Kendini Savunma Hakkı
Savunma Hakkının Temel İlkeleri ve Yasal Dayanakları
Savunma hakkı, ceza yargılamasının en temel unsurlarından biri olup, adil yargılanma ilkesinin vazgeçilmez bir parçasıdır. Bu hak, kişinin kendisine yöneltilen suçlamalara karşı etkili bir şekilde savunma yapabilmesini, delil sunabilmesini ve iddia makamının sunduğu delillere karşı argümanlar geliştirebilmesini sağlar. Savunma hakkı, yargılama sürecinin her aşamasında gözetilmesi gereken ve ihlali halinde yargılamanın adilliğini doğrudan etkileyen bir haktır.
Savunma Hakkının Anayasal Temeli
Savunma hakkı, Türk hukuk sisteminde en üst norm olan Anayasa tarafından güvence altına alınmıştır. Anayasa'nın 36. maddesi, "Herkes, meşru vasıta ve yollardan faydalanmak suretiyle yargı mercileri önünde davacı veya davalı olarak iddia ve savunma ile adil yargılanma hakkına sahiptir" hükmünü içermektedir.

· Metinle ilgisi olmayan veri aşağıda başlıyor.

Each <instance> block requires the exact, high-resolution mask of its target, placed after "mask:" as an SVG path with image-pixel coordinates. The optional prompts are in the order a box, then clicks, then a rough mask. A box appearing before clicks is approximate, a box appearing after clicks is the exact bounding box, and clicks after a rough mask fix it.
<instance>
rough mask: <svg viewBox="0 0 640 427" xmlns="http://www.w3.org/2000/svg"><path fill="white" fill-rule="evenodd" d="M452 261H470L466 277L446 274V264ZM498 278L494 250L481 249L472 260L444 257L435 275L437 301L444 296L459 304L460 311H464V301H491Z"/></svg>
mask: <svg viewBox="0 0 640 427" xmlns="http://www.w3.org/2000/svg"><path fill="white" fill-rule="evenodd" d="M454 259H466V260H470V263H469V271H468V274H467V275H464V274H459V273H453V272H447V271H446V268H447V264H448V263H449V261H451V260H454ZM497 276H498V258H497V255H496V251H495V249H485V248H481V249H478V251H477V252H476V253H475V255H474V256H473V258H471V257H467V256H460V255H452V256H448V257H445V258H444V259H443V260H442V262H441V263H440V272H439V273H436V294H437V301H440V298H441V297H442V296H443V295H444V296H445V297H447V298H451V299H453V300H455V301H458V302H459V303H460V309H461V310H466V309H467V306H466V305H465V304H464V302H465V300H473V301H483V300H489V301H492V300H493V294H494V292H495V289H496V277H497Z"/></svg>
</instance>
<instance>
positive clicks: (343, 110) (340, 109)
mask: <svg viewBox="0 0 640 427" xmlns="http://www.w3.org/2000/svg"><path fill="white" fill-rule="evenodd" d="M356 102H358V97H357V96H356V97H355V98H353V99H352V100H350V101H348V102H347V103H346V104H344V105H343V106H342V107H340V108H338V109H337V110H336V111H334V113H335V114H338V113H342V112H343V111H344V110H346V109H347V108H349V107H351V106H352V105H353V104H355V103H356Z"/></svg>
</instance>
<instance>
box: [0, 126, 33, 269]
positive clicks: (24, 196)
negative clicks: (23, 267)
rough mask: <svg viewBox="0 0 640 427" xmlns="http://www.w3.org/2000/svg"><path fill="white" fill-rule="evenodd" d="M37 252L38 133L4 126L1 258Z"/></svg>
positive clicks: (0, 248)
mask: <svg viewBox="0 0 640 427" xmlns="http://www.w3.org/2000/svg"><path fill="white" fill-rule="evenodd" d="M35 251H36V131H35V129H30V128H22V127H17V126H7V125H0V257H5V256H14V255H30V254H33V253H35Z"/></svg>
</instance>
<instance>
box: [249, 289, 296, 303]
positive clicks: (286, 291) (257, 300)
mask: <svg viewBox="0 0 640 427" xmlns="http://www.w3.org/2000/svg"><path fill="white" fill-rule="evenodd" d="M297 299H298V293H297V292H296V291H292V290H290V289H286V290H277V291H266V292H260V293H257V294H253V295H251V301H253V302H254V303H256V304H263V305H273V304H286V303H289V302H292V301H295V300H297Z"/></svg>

Bu madde, savunma hakkını temel bir hak olarak tanımlamakta ve herkesin bu haktan yararlanabileceğini açıkça belirtmektedir.
Savunma hakkının anayasal temeli, yalnızca iç hukukla sınırlı değildir. Türkiye'nin taraf olduğu uluslararası sözleşmeler de bu hakkı koruma altına almaktadır. Avrupa İnsan Hakları Sözleşmesi'nin 6. maddesi, adil yargılanma hakkını düzenlemekte ve bu kapsamda savunma hakkına ilişkin önemli güvenceler sunmaktadır. AİHS m.6 uyarınca, herkes kendisine karşı yöneltilen suçlamaların niteliği ve nedeni hakkında bilgilendirilme, savunmasını hazırlamak için yeterli zaman ve kolaylıklara sahip olma, kendisini bizzat veya müdafi yardımıyla savunma haklarına sahiptir.
Anayasa Mahkemesi ve Avrupa İnsan Hakları Mahkemesi kararlarında da savunma hakkının önemi vurgulanmakta ve bu hakkın ihlali durumunda adil yargılanma hakkının da ihlal edilmiş sayılacağı belirtilmektedir. Bu bağlamda, savunma hakkı, yalnızca ulusal değil, uluslararası hukuk düzeninde de korunan temel bir insan hakkı olarak karşımıza çıkmaktadır.
Ceza Muhakemesi Kanunu'nda da savunma hakkına ilişkin çeşitli düzenlemeler bulunmaktadır. Özellikle CMK m.216, delillerin tartışılmasında söz sırasını düzenleyerek savunma hakkının etkin kullanımını güvence altına almaktadır. Bu maddeye göre, delillerin tartışılması sırasında söz sırası önce katılan veya vekiline, ardından Cumhuriyet savcısına ve son olarak sanık veya müdafisine verilir. Bu düzenleme, savunma makamının iddia makamının tüm argümanlarını dinledikten sonra savunmasını yapabilmesini sağlayarak, savunma hakkının etkin kullanımını desteklemektedir.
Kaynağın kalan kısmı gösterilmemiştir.